La corruption et le trafic d’influence constituent sans aucun doute des actes frauduleux qui portent atteinte, depuis bien longtemps, au fonctionnement vertueux de notre économie. Théophile Gautier disait de la corruption qu’elle « a des attraits inexplicables même pour les âmes les plus honnêtes », soulignant à juste titre la difficulté de la lutte contre ce type de comportements. Appelée de leurs vœux par de nombreuses organisations associatives ou étatiques, la lutte contre la corruption constitue une priorité.

Ce postulat étant posé, ce sont les modalités pratiques de cette lutte sur lesquelles il convient de s’accorder. En France, l’autorité judiciaire est actuellement en première ligne pour lutter contre la corruption, puisque les procureurs recherchent et poursuivent ces délits qui sont alors jugés par les tribunaux correctionnels. En ce qui les concerne, les entreprises se doivent de mettre en place des mécanismes de contrôles internes et/ou de compliance pour éviter que ne soient commis en leur sein des actes illicites.

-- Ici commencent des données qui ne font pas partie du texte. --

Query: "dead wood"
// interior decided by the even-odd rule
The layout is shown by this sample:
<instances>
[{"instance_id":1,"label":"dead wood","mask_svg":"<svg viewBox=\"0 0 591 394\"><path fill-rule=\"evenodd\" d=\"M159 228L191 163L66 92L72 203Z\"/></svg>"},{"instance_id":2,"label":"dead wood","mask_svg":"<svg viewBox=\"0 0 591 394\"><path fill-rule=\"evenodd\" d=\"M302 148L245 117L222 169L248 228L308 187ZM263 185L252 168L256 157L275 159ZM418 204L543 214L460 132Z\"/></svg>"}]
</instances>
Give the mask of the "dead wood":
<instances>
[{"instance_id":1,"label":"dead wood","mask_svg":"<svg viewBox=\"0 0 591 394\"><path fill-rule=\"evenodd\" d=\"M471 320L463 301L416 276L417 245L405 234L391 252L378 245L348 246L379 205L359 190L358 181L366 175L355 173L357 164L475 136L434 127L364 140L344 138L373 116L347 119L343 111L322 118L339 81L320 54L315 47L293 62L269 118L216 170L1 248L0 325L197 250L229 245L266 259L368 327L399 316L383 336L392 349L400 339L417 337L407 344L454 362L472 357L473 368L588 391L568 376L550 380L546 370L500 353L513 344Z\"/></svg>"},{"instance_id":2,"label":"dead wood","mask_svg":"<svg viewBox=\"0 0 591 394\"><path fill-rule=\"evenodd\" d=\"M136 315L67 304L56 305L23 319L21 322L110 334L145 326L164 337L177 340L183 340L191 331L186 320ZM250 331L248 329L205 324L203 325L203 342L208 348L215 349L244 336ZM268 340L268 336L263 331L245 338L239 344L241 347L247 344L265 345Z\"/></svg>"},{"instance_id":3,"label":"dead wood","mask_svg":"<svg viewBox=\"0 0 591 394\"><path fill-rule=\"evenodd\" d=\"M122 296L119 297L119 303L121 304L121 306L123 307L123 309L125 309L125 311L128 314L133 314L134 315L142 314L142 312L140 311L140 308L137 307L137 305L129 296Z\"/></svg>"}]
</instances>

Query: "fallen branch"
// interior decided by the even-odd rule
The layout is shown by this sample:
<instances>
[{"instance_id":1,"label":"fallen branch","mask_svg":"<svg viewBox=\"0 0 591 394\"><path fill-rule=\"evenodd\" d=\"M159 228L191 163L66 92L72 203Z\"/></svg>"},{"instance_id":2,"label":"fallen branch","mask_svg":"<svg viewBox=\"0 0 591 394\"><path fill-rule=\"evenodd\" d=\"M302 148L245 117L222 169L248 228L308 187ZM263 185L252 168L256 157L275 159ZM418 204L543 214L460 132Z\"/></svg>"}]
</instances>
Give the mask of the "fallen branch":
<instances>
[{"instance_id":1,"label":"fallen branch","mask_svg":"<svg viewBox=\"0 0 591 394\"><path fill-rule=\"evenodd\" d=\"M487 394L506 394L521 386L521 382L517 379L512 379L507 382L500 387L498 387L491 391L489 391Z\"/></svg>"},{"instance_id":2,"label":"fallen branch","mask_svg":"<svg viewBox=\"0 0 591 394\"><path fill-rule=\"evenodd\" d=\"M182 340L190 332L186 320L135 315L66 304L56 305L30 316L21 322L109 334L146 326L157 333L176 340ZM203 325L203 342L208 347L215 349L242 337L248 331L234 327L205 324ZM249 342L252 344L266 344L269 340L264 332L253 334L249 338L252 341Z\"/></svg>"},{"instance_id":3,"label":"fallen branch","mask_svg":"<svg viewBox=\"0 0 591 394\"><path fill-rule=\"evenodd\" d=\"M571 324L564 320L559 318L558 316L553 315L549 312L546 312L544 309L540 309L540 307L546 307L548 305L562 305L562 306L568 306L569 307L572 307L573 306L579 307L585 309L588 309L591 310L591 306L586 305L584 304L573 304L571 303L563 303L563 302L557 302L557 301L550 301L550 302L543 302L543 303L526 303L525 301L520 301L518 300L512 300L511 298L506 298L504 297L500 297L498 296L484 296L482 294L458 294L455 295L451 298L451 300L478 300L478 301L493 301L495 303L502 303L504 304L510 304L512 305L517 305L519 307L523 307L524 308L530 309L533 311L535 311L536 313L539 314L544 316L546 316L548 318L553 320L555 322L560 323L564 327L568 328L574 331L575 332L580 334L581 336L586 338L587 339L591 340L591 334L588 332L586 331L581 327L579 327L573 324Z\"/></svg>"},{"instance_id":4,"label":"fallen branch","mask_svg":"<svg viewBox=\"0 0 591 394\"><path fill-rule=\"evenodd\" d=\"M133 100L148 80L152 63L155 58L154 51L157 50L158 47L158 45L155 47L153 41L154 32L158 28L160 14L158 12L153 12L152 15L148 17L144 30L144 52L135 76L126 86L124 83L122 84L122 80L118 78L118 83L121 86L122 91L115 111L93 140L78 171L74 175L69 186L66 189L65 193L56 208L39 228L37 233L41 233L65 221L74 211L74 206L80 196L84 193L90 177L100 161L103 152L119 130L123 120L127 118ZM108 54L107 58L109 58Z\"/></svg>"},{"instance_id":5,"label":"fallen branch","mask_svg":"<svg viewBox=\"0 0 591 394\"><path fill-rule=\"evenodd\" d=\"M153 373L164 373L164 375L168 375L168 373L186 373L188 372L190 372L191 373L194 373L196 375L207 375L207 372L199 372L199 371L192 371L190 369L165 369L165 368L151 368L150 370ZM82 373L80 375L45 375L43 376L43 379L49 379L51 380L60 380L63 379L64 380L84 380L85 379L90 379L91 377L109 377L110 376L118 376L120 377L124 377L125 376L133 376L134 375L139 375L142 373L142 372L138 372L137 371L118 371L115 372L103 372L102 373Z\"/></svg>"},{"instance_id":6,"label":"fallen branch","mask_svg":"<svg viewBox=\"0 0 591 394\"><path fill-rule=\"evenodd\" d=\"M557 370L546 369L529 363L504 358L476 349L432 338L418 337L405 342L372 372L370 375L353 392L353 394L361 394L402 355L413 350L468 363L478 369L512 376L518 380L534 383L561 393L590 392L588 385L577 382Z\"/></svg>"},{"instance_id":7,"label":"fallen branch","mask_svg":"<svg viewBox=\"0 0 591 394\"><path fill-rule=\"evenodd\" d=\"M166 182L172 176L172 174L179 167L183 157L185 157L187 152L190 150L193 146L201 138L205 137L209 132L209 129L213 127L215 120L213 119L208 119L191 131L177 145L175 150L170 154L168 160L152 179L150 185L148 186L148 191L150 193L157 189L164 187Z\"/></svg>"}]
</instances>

Une nouvelle étape risque d’être franchie par l’adoption de la Loi dite Sapin II. En effet, si l’entreprise est déjà exposée à des sanctions extrêmement lourdes, et même automatiques comme l’exclusion des marchés publics, en cas de condamnation pour des faits de corruption, elle s’exposerait maintenant à des sanctions administratives pouvant s’élever à un million d’euros si son système de compliance était «jugé » de qualité insuffisante, et ce même en l’absence de tout acte de corruption !

Cette conception est manifestement très fortement inspirée du système anglais institué dans le BRIBERY ACT, mais la France devait-elle ainsi copier son voisin ? Cette nouvelle organisation du contrôle, un de plus, des systèmes de compliance amène à se poser plusieurs questions.
Cette pression supplémentaire sur les entreprises, couplée avec l’étrange course à la transparence et le rôle donné aux «lanceurs d’alerte», n’est-elle pas en fait une sorte de privatisation de la lutte contre la corruption ?

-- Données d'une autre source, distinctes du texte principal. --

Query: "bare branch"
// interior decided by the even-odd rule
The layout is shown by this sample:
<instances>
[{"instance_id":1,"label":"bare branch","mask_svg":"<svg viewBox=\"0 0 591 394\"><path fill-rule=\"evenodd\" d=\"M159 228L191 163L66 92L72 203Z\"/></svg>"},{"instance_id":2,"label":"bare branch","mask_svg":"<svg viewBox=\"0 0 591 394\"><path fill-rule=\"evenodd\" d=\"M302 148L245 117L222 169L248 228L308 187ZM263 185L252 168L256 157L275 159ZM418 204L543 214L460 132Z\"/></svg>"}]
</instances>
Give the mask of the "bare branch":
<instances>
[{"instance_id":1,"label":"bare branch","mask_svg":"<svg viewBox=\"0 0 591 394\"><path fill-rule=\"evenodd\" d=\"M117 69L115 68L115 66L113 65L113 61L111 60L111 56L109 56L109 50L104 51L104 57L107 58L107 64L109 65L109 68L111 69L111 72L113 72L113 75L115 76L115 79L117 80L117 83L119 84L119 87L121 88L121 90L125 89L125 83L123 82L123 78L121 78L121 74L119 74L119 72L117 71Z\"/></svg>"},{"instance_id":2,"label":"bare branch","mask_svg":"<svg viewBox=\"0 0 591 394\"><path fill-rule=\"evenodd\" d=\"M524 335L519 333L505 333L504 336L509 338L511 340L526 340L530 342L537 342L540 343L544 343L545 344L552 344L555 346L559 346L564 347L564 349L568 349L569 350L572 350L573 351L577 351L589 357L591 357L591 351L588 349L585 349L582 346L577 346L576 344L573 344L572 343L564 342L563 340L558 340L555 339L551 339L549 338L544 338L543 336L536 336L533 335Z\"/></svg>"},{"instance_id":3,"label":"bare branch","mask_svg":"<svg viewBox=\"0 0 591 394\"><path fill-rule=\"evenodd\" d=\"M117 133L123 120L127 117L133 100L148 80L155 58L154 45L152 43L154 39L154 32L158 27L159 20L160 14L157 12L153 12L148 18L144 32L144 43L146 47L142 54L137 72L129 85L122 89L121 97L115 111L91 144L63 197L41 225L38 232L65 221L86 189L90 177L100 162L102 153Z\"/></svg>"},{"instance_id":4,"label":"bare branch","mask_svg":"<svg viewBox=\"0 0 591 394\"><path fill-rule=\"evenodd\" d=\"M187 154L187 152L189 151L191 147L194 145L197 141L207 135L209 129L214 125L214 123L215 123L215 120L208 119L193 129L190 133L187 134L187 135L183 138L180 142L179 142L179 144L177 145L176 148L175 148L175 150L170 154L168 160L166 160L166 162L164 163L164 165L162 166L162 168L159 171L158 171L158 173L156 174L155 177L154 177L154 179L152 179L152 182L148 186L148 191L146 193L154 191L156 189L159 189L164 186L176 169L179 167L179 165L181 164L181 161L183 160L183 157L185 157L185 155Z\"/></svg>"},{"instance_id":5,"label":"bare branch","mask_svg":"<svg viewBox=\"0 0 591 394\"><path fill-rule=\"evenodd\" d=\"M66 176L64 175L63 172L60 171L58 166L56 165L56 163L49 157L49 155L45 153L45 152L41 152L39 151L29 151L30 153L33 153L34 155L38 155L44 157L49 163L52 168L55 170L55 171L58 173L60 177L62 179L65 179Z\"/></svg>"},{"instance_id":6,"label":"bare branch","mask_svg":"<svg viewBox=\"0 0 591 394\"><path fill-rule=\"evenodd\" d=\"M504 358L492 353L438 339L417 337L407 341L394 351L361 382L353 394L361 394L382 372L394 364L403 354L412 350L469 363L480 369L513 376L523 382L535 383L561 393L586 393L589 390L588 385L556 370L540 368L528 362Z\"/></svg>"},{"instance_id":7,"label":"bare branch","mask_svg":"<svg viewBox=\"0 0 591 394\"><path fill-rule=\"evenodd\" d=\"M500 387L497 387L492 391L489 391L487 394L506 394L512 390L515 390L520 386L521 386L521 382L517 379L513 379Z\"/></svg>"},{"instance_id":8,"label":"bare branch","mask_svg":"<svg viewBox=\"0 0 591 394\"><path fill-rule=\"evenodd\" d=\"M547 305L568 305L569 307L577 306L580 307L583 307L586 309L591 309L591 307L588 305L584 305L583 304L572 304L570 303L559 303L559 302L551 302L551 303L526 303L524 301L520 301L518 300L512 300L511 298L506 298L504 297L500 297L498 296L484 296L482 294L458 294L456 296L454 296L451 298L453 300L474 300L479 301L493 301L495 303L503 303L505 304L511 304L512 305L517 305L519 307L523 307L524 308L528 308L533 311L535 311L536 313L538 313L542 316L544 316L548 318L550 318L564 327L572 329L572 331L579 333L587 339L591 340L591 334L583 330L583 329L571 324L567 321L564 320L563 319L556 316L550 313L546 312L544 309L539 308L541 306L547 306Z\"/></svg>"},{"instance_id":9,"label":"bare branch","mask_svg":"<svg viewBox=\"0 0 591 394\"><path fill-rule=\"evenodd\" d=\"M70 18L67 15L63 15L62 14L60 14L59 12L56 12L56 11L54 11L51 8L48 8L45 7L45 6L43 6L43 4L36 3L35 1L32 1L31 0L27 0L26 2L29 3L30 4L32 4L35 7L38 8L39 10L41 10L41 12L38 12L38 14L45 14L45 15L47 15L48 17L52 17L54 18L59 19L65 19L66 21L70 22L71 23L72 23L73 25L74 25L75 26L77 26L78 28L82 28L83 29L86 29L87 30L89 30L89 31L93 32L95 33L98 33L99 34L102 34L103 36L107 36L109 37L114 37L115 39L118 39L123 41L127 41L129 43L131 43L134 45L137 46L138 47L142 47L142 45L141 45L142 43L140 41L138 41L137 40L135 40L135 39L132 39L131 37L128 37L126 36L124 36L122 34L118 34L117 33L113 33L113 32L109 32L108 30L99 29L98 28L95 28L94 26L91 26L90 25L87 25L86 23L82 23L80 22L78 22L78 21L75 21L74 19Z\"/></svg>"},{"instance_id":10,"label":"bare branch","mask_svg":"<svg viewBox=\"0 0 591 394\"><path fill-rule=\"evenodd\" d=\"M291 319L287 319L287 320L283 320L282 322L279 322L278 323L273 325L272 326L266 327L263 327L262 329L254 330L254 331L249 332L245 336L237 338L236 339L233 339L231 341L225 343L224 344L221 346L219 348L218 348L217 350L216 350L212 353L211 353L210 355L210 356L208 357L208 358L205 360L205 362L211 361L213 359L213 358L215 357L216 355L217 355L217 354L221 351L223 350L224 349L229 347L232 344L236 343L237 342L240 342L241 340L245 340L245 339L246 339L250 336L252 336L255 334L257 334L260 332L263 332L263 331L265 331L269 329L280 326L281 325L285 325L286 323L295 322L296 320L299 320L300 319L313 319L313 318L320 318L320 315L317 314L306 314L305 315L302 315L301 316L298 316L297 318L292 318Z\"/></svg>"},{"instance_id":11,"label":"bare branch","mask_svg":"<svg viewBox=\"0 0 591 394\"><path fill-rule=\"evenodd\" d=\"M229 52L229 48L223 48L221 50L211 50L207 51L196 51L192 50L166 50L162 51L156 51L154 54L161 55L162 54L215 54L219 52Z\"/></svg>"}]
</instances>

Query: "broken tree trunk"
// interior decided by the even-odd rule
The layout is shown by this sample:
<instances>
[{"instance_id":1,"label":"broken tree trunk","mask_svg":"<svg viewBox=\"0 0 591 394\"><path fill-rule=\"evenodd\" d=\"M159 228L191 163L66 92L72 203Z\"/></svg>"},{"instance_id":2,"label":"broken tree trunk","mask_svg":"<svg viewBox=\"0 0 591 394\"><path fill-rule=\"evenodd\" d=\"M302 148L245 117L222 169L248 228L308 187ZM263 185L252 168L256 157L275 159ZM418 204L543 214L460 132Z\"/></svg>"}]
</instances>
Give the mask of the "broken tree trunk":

Plutôt que de déployer des moyens pour juger de question de forme des systèmes de compliance par une nouvelle autorité administrative, ne faudrait-il pas plutôt renforcer les moyens humains et financiers donnés à l’autorité judicaire, dont le Garde des Sceaux et certains procureurs ont signalé la situation catastrophique, pour juger des questions de fond ? Pourquoi ne prévoir que des sanctions dans ce dispositif qui ne comporte qu’une « timide » partie laissant penser à une coopération avec les entreprises ?

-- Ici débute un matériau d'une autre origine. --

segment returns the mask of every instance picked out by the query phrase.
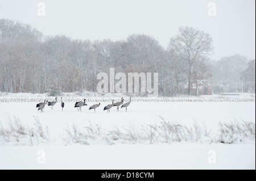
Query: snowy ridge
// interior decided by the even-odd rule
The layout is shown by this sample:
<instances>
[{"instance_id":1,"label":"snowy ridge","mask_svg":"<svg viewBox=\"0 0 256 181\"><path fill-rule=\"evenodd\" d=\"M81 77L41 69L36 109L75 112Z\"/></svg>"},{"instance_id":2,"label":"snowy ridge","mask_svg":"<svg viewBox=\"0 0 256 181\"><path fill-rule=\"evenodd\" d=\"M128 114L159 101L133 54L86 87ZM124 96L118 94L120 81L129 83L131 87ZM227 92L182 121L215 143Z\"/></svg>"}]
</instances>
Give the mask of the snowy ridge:
<instances>
[{"instance_id":1,"label":"snowy ridge","mask_svg":"<svg viewBox=\"0 0 256 181\"><path fill-rule=\"evenodd\" d=\"M147 98L133 96L132 95L124 95L122 94L99 94L94 92L82 92L63 93L59 98L63 97L65 102L76 102L86 99L88 102L110 102L113 99L119 100L121 97L123 97L125 100L128 101L129 97L133 97L133 102L255 102L255 94L239 94L237 95L214 95L200 96L180 96L177 97L167 98ZM19 103L19 102L39 102L46 100L54 100L55 96L49 96L47 94L30 93L5 93L0 92L0 103Z\"/></svg>"}]
</instances>

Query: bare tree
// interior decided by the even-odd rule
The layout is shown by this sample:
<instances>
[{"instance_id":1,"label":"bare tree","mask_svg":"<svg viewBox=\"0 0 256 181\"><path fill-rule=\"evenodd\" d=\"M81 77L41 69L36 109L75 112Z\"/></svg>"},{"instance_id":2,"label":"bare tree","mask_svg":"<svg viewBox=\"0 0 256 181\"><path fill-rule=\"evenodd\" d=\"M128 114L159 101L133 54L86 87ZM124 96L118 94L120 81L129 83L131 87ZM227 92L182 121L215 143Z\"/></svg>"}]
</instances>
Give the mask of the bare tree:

L’insuffisance ou la qualité d’un système de compliance aurait pu constituer un élément d’appréciation par le juge judiciaire quant à la responsabilité pénale de la personne morale en cas de commission d’une infraction, plutôt que la base à une sanction administrative même en l’absence de tout acte délictueux, n’est-il pas illusoire de penser que la compliance, même si celle-ci est bien entendu nécessaire, pourrait à elle seule empêcher les actes de corruption ? Le débat reste ouvert.